Sanitation, as an issue, is turning out to be in the same category as our intractable exchange rate national challenge. If, as a Minister or government, you don’t find out the root cause of the problem, the piles and carpets of garbage everywhere will expose you. Ask John Evans Atta Mills – if the dead had a tongue. He lost his “100 Days” war against sanitation in the most ignominious fashion.

There is one Ghanaian politician for whom my admiration never diminishes. That is Mr Osafo-Maafo. With performers like him in your corner, you can, as we say in Ghana, “go to sleep”.

So why is a man with such an impressive track record so uncharacteristically walking away from the image I have of him over the years?

In a video recording of his town hall meeting in America, he is heard justifying government’s decision to deport the Chinese galamsey queen, Aisha Huang.

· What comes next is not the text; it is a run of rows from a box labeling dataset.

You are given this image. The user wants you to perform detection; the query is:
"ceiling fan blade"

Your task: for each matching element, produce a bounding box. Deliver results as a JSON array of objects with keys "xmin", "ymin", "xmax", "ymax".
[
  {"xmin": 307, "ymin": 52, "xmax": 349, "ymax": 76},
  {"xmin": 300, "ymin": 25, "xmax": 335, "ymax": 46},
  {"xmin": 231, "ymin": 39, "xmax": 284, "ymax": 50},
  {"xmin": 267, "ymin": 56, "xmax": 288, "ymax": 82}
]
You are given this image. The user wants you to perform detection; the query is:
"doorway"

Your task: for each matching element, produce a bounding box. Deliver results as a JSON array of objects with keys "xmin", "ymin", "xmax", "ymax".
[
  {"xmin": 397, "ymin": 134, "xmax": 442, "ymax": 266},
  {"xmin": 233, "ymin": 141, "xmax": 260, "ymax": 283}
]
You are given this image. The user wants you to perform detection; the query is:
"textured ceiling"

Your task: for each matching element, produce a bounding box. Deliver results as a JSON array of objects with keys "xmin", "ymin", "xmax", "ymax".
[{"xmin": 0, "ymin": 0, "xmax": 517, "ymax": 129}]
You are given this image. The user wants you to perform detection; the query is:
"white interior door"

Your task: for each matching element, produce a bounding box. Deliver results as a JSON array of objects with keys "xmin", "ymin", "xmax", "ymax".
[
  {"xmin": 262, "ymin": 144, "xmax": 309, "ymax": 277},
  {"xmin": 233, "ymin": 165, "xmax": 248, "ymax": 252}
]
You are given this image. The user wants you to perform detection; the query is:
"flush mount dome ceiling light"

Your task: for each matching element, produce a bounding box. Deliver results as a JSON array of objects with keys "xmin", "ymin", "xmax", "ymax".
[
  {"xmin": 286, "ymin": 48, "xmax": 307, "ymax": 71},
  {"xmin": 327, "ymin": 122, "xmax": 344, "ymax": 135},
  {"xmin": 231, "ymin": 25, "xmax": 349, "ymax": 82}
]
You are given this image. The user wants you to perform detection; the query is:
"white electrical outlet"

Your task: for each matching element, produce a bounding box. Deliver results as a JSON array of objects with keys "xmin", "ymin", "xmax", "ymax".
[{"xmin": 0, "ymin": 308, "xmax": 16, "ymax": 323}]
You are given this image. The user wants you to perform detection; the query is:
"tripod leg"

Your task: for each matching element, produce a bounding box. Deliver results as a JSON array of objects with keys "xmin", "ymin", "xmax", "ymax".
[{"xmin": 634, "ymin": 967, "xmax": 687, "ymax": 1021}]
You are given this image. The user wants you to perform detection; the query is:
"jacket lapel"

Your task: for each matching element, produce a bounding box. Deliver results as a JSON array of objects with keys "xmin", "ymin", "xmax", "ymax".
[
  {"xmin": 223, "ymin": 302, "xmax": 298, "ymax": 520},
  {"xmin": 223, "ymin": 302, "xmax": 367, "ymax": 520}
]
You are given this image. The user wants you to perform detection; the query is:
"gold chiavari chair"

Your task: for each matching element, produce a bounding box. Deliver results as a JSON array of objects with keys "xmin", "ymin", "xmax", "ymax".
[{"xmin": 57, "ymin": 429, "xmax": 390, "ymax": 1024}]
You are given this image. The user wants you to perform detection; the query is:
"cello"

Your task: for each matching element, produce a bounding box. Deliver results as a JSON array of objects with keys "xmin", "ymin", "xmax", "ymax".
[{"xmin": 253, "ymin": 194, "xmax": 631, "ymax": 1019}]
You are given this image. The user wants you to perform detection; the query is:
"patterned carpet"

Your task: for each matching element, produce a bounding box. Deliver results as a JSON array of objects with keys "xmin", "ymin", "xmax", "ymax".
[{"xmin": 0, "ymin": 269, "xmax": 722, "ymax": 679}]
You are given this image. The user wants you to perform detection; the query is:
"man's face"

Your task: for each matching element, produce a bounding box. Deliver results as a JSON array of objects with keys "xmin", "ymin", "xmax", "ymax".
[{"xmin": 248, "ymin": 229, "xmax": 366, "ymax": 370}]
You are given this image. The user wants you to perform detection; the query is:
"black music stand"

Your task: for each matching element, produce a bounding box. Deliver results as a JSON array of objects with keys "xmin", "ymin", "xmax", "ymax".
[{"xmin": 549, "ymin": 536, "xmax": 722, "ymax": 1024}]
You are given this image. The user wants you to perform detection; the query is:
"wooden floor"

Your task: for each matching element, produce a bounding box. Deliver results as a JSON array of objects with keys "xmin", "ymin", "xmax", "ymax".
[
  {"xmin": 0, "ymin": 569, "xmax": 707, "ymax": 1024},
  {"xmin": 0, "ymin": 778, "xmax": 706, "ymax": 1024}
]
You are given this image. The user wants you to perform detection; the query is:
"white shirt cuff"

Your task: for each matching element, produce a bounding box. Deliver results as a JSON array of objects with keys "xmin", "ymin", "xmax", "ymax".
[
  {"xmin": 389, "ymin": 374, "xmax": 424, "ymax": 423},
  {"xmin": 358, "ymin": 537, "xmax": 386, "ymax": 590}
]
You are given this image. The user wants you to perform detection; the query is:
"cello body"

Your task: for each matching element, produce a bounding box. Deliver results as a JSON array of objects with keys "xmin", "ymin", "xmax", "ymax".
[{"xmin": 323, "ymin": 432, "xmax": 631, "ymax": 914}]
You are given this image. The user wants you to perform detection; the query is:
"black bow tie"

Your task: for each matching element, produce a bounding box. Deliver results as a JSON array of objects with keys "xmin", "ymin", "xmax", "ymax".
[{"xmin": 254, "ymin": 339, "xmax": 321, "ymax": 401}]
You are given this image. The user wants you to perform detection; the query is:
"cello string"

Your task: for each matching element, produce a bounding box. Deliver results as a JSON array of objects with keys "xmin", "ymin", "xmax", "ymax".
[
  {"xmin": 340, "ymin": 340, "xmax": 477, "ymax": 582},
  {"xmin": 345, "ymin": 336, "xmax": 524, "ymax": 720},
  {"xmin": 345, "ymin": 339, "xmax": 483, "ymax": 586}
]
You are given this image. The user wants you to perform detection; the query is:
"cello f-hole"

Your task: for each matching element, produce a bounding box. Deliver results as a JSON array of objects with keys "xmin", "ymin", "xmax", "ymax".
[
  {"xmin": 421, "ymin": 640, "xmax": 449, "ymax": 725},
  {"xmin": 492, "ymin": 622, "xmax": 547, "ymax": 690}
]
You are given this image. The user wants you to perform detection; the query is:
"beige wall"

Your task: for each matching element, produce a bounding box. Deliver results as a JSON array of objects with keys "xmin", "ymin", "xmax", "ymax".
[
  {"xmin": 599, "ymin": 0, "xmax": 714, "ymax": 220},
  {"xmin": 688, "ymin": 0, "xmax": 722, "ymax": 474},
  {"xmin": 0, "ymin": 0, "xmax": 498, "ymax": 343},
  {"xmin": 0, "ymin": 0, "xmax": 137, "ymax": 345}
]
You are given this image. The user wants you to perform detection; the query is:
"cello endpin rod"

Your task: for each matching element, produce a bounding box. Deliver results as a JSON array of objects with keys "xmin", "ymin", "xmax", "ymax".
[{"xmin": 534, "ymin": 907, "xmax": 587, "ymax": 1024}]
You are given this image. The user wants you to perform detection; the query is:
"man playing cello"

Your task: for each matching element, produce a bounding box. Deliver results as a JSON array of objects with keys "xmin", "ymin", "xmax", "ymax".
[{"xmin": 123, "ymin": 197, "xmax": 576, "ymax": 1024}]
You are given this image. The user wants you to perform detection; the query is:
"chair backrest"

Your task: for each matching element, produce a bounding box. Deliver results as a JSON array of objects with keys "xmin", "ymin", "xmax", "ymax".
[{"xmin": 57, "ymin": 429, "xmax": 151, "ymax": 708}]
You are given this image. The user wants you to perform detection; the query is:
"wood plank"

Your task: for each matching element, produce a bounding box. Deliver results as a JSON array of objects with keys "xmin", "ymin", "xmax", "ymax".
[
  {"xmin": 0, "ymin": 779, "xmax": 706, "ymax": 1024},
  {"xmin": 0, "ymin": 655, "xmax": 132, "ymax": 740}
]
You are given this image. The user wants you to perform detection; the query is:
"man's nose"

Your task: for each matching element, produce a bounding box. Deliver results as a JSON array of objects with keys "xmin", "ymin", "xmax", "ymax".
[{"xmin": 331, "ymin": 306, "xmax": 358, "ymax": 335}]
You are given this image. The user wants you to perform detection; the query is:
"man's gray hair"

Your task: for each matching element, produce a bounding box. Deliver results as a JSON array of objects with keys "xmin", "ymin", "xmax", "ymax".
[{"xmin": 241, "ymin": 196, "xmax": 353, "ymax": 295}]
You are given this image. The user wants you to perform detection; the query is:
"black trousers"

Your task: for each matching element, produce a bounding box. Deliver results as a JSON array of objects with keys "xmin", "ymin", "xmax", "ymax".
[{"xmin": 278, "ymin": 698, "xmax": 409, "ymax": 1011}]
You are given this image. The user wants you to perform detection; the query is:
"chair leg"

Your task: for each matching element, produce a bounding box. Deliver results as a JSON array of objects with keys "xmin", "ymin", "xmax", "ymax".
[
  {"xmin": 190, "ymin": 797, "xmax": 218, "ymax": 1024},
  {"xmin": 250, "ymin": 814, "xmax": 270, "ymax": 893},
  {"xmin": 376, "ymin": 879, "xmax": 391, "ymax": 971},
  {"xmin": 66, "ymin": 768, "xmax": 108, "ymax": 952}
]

“Today, the main company that is helping develop the infrastructure system in Ghana is Sinohydro, it is a Chinese company. It is the one that is going to help process our bauxite and provide about two billion dollars to us…. Putting that lady (Aisha) in jail in Ghana is not going to solve your economic problems."

Eishh!

When governments are silent over very regrettable statements by its appointees, such as the one attributed to Ghana’s High Commissioner to South Africa, George Ayisi Boateng — saying that “My topmost priority is the problems of an NPP person before any other Ghanaian,” — irresponsible talk gets elevated to the level of a culture.

As a Ghanaian above 30, I know that none of the state appointees mentioned above will ever resign honourably. They will say it again given the next opportunity because they know nobody will touch them.

But our children are listening and watching.